This content is from: Portfolio
The Morning Brief: Marathon Joins Magnetar in Landlord Trade
New York-based hedge fund firm Marathon Asset Management is the latest hedge fund to get into the landlord game, albeit accidentally, according to a Wall Street Journal report. The firm is the largest creditor of bankrupt Pacific Lumber Co., which previously owned the northern California town of Scotia, which has a population of approximately 1,000. Marathon was awarded the one-time company town, along with other assets, as part of the bankruptcy proceedings, and it now owns an 18.5 percent stake in the restructured company. Chicago-based hedge fund firm Magnetar Capital is also betting on residential real estate, though it is doing so more deliberately. The firm recently purchased a rental business with some 1,900 properties in a suburb of Dayton, Ohio, according to a Bloomberg report in October.
Hopkins, Minnesota-based commodity hedge fund firm Black River Asset Management recently upped its stake in Manila-based agribusiness firm AgriNurture, acquiring 15 million shares and boosting its total stake to 30 percent, according to the Minneapolis/St. Paul Business Journal. Black River is controlled by commodities giant Cargill.
Gottex Fund Management, a Switzerland-based fund-of-funds firm, is the latest investment shop to roll out a mutual fund that will invest in alternative assets, including hedge funds, according to a Reuters report. The firm's Gottex Endowment Strategy Fund is launching this week with $100 million in assets.

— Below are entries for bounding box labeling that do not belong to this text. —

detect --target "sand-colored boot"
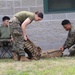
[12,52,20,61]
[20,56,29,61]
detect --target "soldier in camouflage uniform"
[10,11,43,61]
[0,16,14,55]
[60,20,75,56]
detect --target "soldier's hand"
[60,47,64,52]
[10,38,14,42]
[24,36,27,40]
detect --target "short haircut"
[2,16,10,21]
[61,19,71,26]
[35,11,44,19]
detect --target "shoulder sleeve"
[28,15,35,22]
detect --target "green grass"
[0,57,75,75]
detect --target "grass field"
[0,57,75,75]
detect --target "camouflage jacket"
[63,26,75,49]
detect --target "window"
[44,0,75,13]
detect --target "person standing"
[60,19,75,56]
[10,11,43,61]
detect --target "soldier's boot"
[20,56,29,61]
[12,52,20,61]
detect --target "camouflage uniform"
[10,11,40,58]
[10,17,25,56]
[64,26,75,55]
[0,24,13,50]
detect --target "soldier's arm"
[21,18,31,40]
[63,32,75,49]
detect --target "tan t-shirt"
[14,11,35,24]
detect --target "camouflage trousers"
[24,39,42,60]
[10,17,25,56]
[69,44,75,55]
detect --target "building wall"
[0,0,75,50]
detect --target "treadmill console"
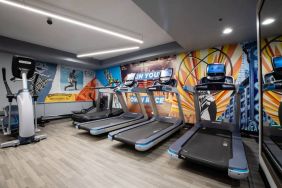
[195,63,235,90]
[124,73,136,87]
[148,68,177,92]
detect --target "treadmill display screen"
[272,56,282,69]
[160,68,173,78]
[207,64,225,74]
[126,73,136,80]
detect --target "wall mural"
[261,36,282,126]
[94,42,258,133]
[96,66,122,108]
[32,62,96,103]
[121,56,177,116]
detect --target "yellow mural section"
[170,44,243,123]
[261,36,282,125]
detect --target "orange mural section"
[171,44,243,123]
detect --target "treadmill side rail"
[89,117,147,136]
[168,124,201,158]
[228,133,249,179]
[108,117,156,141]
[135,120,183,151]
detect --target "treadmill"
[168,63,249,179]
[76,73,148,135]
[108,68,184,151]
[72,83,123,125]
[262,56,282,177]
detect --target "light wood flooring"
[0,120,264,188]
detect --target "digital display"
[160,69,173,77]
[272,56,282,69]
[126,73,136,80]
[207,64,225,74]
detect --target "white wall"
[0,52,92,116]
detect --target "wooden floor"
[0,121,263,188]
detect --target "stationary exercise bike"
[0,56,47,148]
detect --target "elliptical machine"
[0,56,47,148]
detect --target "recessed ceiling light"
[77,46,140,58]
[222,27,233,35]
[261,18,275,25]
[0,0,143,44]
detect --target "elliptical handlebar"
[32,74,39,95]
[2,68,14,98]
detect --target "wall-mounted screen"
[207,63,225,74]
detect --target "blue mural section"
[219,41,259,133]
[96,41,260,134]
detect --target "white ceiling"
[0,0,173,59]
[133,0,257,50]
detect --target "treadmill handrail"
[168,124,201,157]
[195,82,237,91]
[135,119,183,145]
[228,132,249,172]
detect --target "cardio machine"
[0,56,47,148]
[76,73,148,135]
[262,56,282,176]
[72,83,123,124]
[168,63,249,179]
[108,68,184,151]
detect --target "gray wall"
[0,52,92,116]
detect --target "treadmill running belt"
[80,116,136,130]
[180,128,232,169]
[115,121,173,145]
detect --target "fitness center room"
[0,0,282,188]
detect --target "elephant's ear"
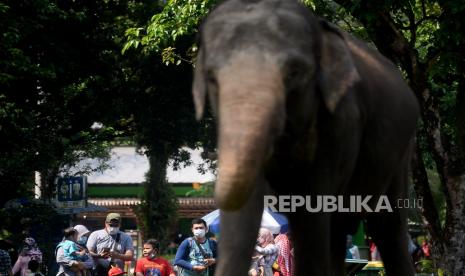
[192,49,206,121]
[319,20,360,113]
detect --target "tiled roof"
[88,197,216,209]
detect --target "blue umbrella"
[202,209,289,234]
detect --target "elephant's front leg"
[289,211,336,276]
[215,178,266,276]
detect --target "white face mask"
[194,229,205,239]
[107,226,119,235]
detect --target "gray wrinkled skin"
[193,0,419,276]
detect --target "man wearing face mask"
[73,224,94,270]
[134,239,176,276]
[174,219,217,276]
[87,213,134,276]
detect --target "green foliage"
[185,182,215,197]
[138,152,178,248]
[122,0,217,64]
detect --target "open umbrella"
[202,209,289,234]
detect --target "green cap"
[105,213,121,222]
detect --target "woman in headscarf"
[274,234,293,276]
[12,237,42,276]
[255,228,279,276]
[55,224,94,276]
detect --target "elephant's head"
[193,0,359,210]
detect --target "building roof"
[87,197,217,218]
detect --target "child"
[57,227,88,276]
[27,260,44,276]
[248,251,264,276]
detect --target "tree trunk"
[139,147,177,244]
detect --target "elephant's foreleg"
[289,211,333,276]
[215,178,266,276]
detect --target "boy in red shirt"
[134,239,176,276]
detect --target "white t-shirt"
[86,229,134,268]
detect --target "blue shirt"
[174,237,217,275]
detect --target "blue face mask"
[77,236,88,246]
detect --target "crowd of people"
[0,213,430,276]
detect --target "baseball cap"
[105,213,121,222]
[108,266,126,276]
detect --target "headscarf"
[21,237,42,263]
[274,234,293,276]
[258,228,274,248]
[73,224,90,240]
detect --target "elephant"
[192,0,419,276]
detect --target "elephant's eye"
[284,62,305,87]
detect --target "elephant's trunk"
[215,52,285,210]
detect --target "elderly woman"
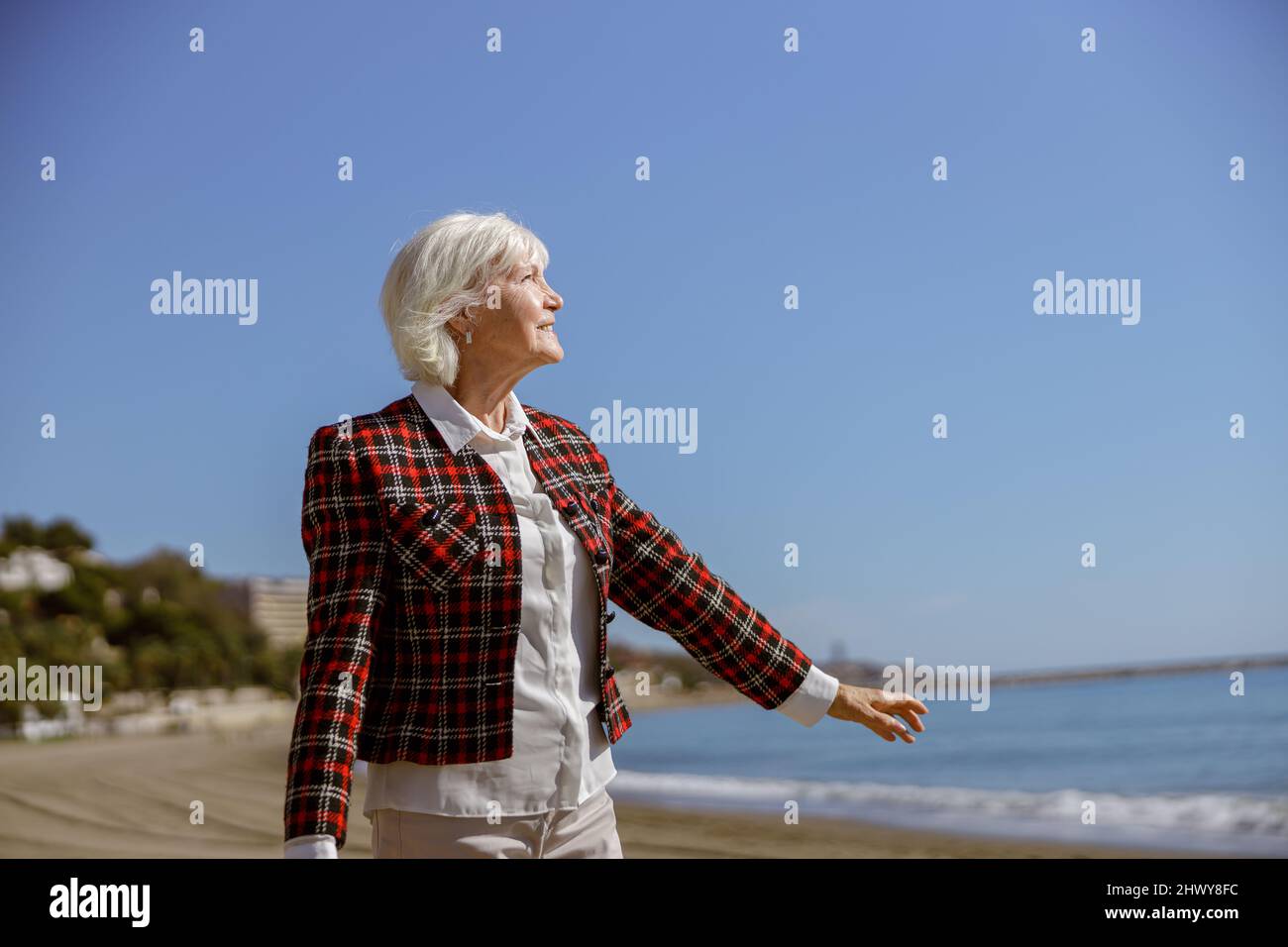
[284,214,926,858]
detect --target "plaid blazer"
[284,395,810,847]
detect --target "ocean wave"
[610,770,1288,856]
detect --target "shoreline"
[0,726,1237,858]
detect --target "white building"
[0,546,72,591]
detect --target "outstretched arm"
[599,472,838,727]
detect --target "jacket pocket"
[386,500,483,594]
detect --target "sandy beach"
[0,721,1216,858]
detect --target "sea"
[609,668,1288,857]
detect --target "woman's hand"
[827,684,930,743]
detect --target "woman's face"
[459,263,563,373]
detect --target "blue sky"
[0,3,1288,672]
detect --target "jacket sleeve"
[597,466,812,710]
[284,425,386,848]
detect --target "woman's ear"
[447,309,477,346]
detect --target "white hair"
[380,211,550,385]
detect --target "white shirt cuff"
[282,835,340,858]
[774,664,841,727]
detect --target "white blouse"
[284,381,840,858]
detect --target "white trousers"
[371,789,622,858]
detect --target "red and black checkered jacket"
[286,395,810,847]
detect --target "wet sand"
[0,724,1190,858]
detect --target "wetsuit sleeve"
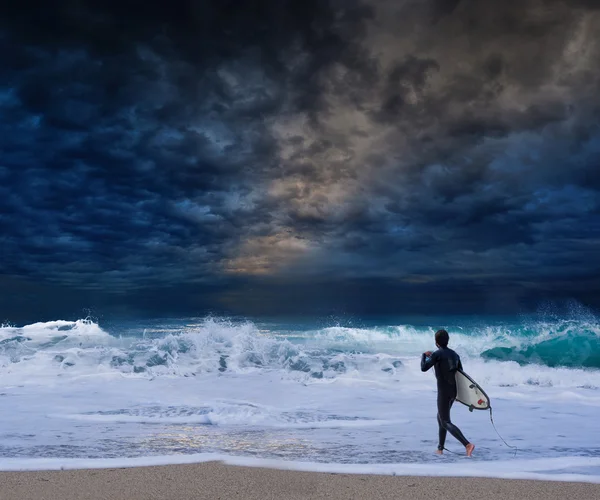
[421,351,438,372]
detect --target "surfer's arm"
[421,351,437,372]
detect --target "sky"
[0,0,600,321]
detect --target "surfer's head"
[435,330,450,347]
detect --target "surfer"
[421,330,475,457]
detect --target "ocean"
[0,310,600,482]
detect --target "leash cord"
[490,406,519,458]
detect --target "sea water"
[0,311,600,482]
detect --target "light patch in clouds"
[225,232,315,276]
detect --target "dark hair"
[435,330,450,347]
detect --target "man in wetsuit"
[421,330,475,457]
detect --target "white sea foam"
[0,319,600,481]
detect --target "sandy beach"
[0,462,600,500]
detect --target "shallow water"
[0,314,600,481]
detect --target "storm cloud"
[0,0,600,315]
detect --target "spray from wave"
[0,315,600,381]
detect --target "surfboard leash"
[490,406,519,458]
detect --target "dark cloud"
[0,0,600,320]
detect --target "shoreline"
[0,461,600,500]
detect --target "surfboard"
[456,370,490,411]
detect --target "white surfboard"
[456,370,490,411]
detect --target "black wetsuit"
[421,347,469,450]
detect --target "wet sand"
[0,462,600,500]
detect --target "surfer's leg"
[438,398,470,451]
[438,393,450,454]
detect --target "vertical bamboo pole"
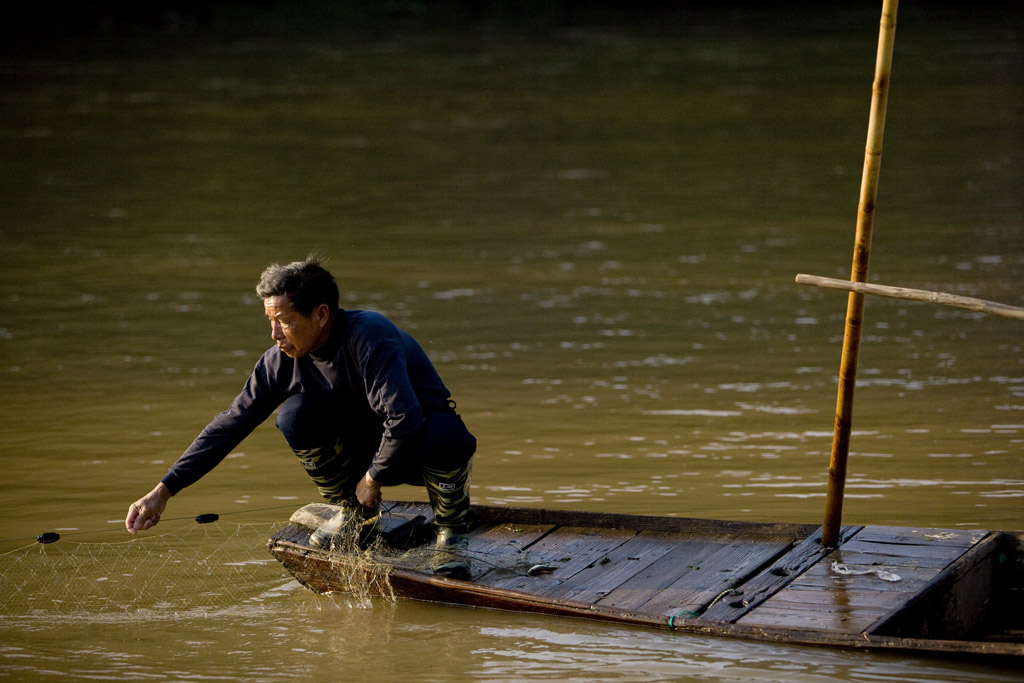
[821,0,898,547]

Investors can get access to hedge funds including New York-based long-short equity firm Tremblant Capital for a minimum investment of just $1,000, according to the report. Gottex revealed earlier this month that it agreed to acquire Arpad Busson's fund-of-funds firm EIM Group in a stock-for-stock deal valued at a little more than $35 million. The deal will boost the combined firms' assets to nearly $10 billion.
Hedge fund manager Robert Wilson, who founded Wilson & Associates in 1969, committed suicide by jumping from his 16th-floor apartment on Central Park West, according to the Chicago Tribune. Wilson’s fortune topped out at $800 million, according to his accountant, but he gave most of it away, donating some $500 million to various charities. He spent five decades on Wall Street, working as an analyst before launching his fund. He retired from money management in 1986.